Baskiat at Shafrazi
The flat, brilliant surfaces of color are an influence of the strong impact I received from seeing for the first time a solo show by Jean Michel Basquiat; at Tony Shafrazi gallery. That distant day of 1998 Ana my Canadian girlfriend and I where strolling down Soho looking at the work in the galleries. In those days Chelsea wasn’t an art destination and all the major artistic events were still going on in Soho. We arrived at Shafrazi’s the next day the gallery took down Baskiat’s show and it felt so bad not to have the opportunity to see it that we went to talk to the manager of the gallery. I said to him” I’m an artist from Cuba and I came to see Jean Michel Basquiat show. I know it was taken down yesterday but is there anything that we can look at?” The manager, “ Wait a minute”. He goes to talk to Tony in his office surrounded by smoked glass walls and comes back to us, “Follow me”. We walked to the back of the gallery and there is a stair that goes to the basement. The manager lift up the cord that prohibit visitors to go through, and down we go. To my outmost surprise the whole Jean Michel Baskiat show is in front of us, in the basement, just like when Baskiat used to work in the basement of Anina Nosey gallery. I've been waiting for this moment for years. There was a yellow painting with foam on it and tons of black tar; there were some other major pieces made on wood; assemblages with tons of nails on it; several drawings in their frames. ”Charlie Parker sold for $150 thousand”, say the manager. Les than ten years later they were selling for millions.

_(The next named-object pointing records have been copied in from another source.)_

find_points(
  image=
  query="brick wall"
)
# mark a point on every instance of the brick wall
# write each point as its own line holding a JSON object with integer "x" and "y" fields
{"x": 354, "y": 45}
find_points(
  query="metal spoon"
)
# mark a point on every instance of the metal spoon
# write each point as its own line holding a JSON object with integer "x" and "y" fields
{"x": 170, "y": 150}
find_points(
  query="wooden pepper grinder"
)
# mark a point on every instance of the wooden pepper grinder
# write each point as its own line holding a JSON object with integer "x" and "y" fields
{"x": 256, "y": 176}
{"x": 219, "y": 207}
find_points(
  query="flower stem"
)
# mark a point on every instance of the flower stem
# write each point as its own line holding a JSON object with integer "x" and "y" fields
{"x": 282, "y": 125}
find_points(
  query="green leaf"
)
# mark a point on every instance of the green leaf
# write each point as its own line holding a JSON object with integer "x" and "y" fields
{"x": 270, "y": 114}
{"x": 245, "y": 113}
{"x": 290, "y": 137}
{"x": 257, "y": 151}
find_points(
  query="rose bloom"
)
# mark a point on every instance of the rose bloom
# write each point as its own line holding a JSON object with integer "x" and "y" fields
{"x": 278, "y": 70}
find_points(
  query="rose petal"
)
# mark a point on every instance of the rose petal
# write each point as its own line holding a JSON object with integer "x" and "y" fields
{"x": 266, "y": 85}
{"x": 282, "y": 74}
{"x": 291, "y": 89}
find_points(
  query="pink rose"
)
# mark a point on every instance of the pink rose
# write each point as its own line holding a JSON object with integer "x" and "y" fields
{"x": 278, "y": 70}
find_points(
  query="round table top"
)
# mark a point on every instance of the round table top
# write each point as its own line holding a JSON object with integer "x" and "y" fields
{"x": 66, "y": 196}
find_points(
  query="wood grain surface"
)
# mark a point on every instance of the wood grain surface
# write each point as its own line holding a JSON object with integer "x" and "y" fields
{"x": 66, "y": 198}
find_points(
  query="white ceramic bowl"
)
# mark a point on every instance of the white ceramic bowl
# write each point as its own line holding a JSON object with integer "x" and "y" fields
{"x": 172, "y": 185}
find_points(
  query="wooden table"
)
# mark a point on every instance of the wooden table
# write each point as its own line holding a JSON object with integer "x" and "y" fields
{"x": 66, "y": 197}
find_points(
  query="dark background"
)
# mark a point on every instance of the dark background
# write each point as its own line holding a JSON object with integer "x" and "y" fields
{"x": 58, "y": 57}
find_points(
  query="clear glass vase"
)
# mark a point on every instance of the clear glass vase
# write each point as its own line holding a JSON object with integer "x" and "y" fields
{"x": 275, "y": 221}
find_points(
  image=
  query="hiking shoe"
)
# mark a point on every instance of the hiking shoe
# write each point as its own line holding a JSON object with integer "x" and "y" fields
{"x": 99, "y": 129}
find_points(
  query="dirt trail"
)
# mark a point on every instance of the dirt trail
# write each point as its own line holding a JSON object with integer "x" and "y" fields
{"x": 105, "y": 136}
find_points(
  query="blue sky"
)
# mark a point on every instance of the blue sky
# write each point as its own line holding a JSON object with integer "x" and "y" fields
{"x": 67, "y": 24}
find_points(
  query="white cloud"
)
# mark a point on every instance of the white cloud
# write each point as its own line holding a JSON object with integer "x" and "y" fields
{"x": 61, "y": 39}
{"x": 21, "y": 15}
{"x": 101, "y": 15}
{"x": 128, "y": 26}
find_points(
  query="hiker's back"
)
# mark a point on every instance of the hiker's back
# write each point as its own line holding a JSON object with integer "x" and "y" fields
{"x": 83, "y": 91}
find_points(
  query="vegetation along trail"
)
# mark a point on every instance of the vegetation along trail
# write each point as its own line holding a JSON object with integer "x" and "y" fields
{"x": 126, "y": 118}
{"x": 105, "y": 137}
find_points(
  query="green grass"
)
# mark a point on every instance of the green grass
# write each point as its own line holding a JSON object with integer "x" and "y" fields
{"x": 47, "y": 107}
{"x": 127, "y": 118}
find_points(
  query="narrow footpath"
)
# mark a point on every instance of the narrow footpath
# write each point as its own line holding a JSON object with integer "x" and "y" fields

While living in Cuba a friend of mine, who was also a friend of Basquiat, send me a book of him as a present. He knew I was a major Basquiat fan. I never dreamed of visiting New York, much less seeing a Baskiat painting alive. It still amazes me how strange life is. The yellow and orange surfaces of these works come directly from that day of shocking Basquiat basement experience. This is how New York and Basquiat felt for a young Cuban artist those days. Like being in heaven and hell at once. Like being torched by light and sorrounded by darkness at unison. I have tried to convey the conflicted emotions of those times in these works.